If we want to reconcile Tosafot’s approach with what appears to be a different reality, we need to explain as follows. Moshe was indeed commanded before his death to review all of the precepts of the Torah, as cited above. However, not everything that he related at that time, was incorporated into Sefer Devarim. Rather, some, which had not been previously written, were included, along with additional “old” mitzvot, which were revisited in a manner that justified being written again (see Rav Hirsch on 1:3).
Looking more deeply into that which was specifically chosen for inclusion at this point, we will see that there is a stress on the guidance of the new leadership, which would arise and would be entrusted with the task of bringing Bnei Yisrael from the desert to Eretz Yisrael.
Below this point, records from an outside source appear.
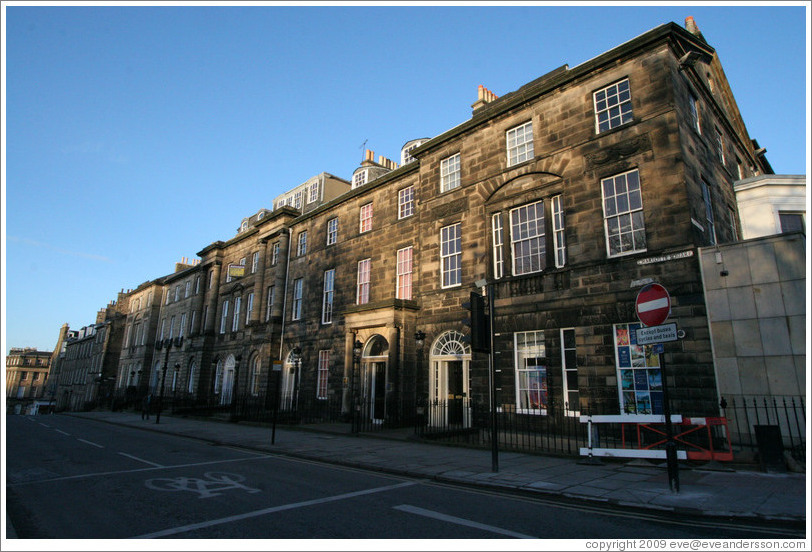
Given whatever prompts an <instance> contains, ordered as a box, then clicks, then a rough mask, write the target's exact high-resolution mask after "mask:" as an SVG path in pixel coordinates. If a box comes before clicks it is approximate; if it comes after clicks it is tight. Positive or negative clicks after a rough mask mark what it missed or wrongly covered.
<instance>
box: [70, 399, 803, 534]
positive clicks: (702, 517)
mask: <svg viewBox="0 0 812 552" xmlns="http://www.w3.org/2000/svg"><path fill="white" fill-rule="evenodd" d="M66 414H68V415H71V416H75V417H80V418H84V419H91V420H96V421H99V422H105V423H109V424H112V425H117V426H124V427H131V428H134V429H142V430H145V431H152V432H155V433H164V434H171V435H175V436H178V437H185V438H188V439H194V440H197V441H202V442H205V443H210V444H212V445H215V446H230V447H234V448H239V449H244V450H250V451H253V452H259V453H263V454H271V455H274V456H278V457H282V458H285V457H287V458H294V459H300V460H308V461H312V462H319V463H322V464H328V465H337V466H342V467H346V468H352V469H362V470H365V471H372V472H378V473H385V474H388V475H394V476H401V477H409V478H414V479H423V480H427V481H434V482H437V483H446V484H454V485H458V486H465V487H469V488H474V489H479V490H491V491H497V490H498V491H502V492H504V491H509V492H511V493H515V494H517V495H523V496H527V497H536V498H539V497H542V498H544V499H545V500H550V501H552V502H557V503H559V504H570V505H572V504H573V503H578V504H582V505H588V506H594V507H602V508H608V507H611V508H613V509H617V510H622V511H625V512H637V513H650V514H673V515H675V516H680V517H686V518H691V519H697V518H702V519H703V520H706V521H709V522H713V521H717V522H721V521H738V522H753V523H763V524H765V525H766V524H769V525H773V526H774V525H775V524H776V523H778V524H780V525H781V526H783V527H785V528H787V529H792V530H804V529H805V527H806V517H805V516H791V515H787V516H782V515H775V516H773V515H770V516H768V515H762V514H755V513H754V514H742V513H738V512H720V511H714V510H703V509H701V508H688V507H684V506H673V507H671V506H662V505H659V504H642V503H630V502H627V501H624V500H621V499H617V498H603V497H595V496H588V495H581V494H578V493H573V492H571V491H568V492H563V491H556V490H551V489H541V488H535V487H529V486H528V485H527V484H525V483H516V484H511V483H504V482H500V481H494V480H487V479H483V480H474V481H472V480H470V479H465V478H462V477H457V476H445V475H443V474H442V473H437V474H427V473H422V472H419V471H414V470H407V469H402V468H396V467H387V466H381V465H377V464H366V463H363V462H358V461H352V460H341V459H340V458H325V457H323V456H319V455H314V454H307V453H302V452H296V451H284V450H273V449H272V448H271V447H272V446H274V445H271V444H270V440H269V442H268V445H267V448H265V447H260V446H252V445H250V444H240V443H234V442H225V441H222V440H220V439H212V438H207V437H205V436H197V435H187V434H185V433H181V432H176V431H172V430H171V429H169V430H167V429H164V428H152V427H149V426H140V425H134V424H129V423H125V422H117V421H114V420H109V419H108V420H105V419H97V418H93V417H89V416H82V415H81V414H75V413H66ZM150 425H158V424H154V423H153V424H150ZM164 427H165V426H164ZM281 429H283V430H285V431H297V430H298V431H307V432H311V433H322V434H332V433H331V432H327V431H319V430H317V429H314V428H307V429H302V428H289V427H283V428H281ZM342 436H344V437H349V436H346V435H342ZM353 437H354V438H372V439H378V437H372V436H367V435H363V434H359V435H354V436H353ZM388 440H390V441H401V440H399V439H392V438H390V439H388ZM405 442H414V441H408V440H407V441H405ZM420 444H426V445H429V446H437V447H443V445H442V444H439V443H422V442H421V443H420Z"/></svg>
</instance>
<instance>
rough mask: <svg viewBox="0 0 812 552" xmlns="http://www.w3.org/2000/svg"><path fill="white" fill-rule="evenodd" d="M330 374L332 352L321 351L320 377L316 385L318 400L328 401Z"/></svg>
mask: <svg viewBox="0 0 812 552" xmlns="http://www.w3.org/2000/svg"><path fill="white" fill-rule="evenodd" d="M329 374H330V351H329V350H323V351H319V375H318V380H317V383H316V398H317V399H319V400H326V399H327V378H328V375H329Z"/></svg>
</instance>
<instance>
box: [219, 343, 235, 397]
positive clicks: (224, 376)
mask: <svg viewBox="0 0 812 552" xmlns="http://www.w3.org/2000/svg"><path fill="white" fill-rule="evenodd" d="M236 364H237V361H236V360H235V359H234V355H228V357H227V358H226V365H225V369H224V370H223V387H222V391H221V392H220V404H231V397H232V395H233V393H234V367H235V366H236Z"/></svg>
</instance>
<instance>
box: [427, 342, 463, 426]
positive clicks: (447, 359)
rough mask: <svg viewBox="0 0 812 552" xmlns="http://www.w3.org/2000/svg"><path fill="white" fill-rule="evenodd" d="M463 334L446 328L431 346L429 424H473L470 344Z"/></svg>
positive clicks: (429, 396)
mask: <svg viewBox="0 0 812 552" xmlns="http://www.w3.org/2000/svg"><path fill="white" fill-rule="evenodd" d="M463 338H464V336H463V334H461V333H460V332H458V331H454V330H451V331H447V332H445V333H443V334H441V335H440V337H438V338H437V339H436V340H435V341H434V344H433V345H432V346H431V353H430V355H429V363H430V366H431V372H430V374H429V377H430V380H429V401H430V405H431V407H430V408H431V409H430V412H429V414H430V417H429V425H433V426H446V425H447V426H463V427H469V426H470V425H471V404H470V392H469V385H470V384H469V370H470V364H471V347H470V346H469V345H467V344H466V343H465V342H464V341H463Z"/></svg>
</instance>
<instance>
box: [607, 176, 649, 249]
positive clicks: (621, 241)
mask: <svg viewBox="0 0 812 552" xmlns="http://www.w3.org/2000/svg"><path fill="white" fill-rule="evenodd" d="M601 193H602V194H603V221H604V228H605V231H606V251H607V254H608V255H609V256H610V257H614V256H617V255H623V254H627V253H635V252H638V251H645V249H646V226H645V224H644V220H643V198H642V194H641V191H640V175H639V173H638V172H637V169H635V170H632V171H628V172H624V173H620V174H618V175H615V176H610V177H608V178H604V179H602V180H601Z"/></svg>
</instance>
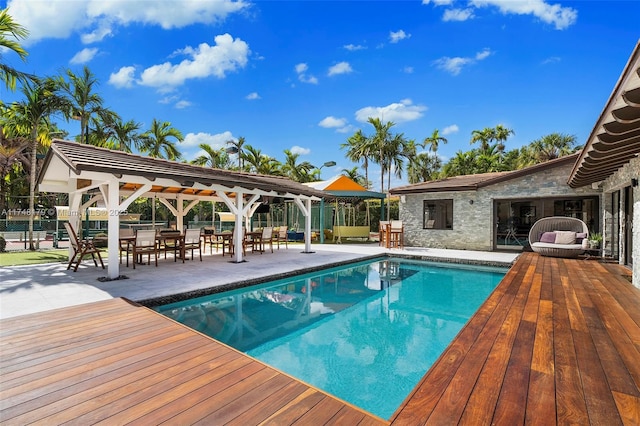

The leadership after Moshe would need to grapple with assembling a Sanhedrin, appointing a king, and running a legal system. They would also have to deal with the nations who inhabited Eretz Yisrael, raising questions about treatment of idolatry and the laws of war. In their new land, with a more normal economy than that which existed in the desert, stress on the various forms of charity, on Shemitta, and the laws of workers would be crucial. Even in regard to the holidays, only the three regalim, when Bnei Yisrael were to go up to Yerushalayim were repeated, and their agricultural element is that which is stressed.
In summary, Sefer Devarim highlights those mitzvot that deal with the upcoming challenge, initiating a state with an army and an economy according to the Divine ideal, even before the Beit Hamikdash was erected.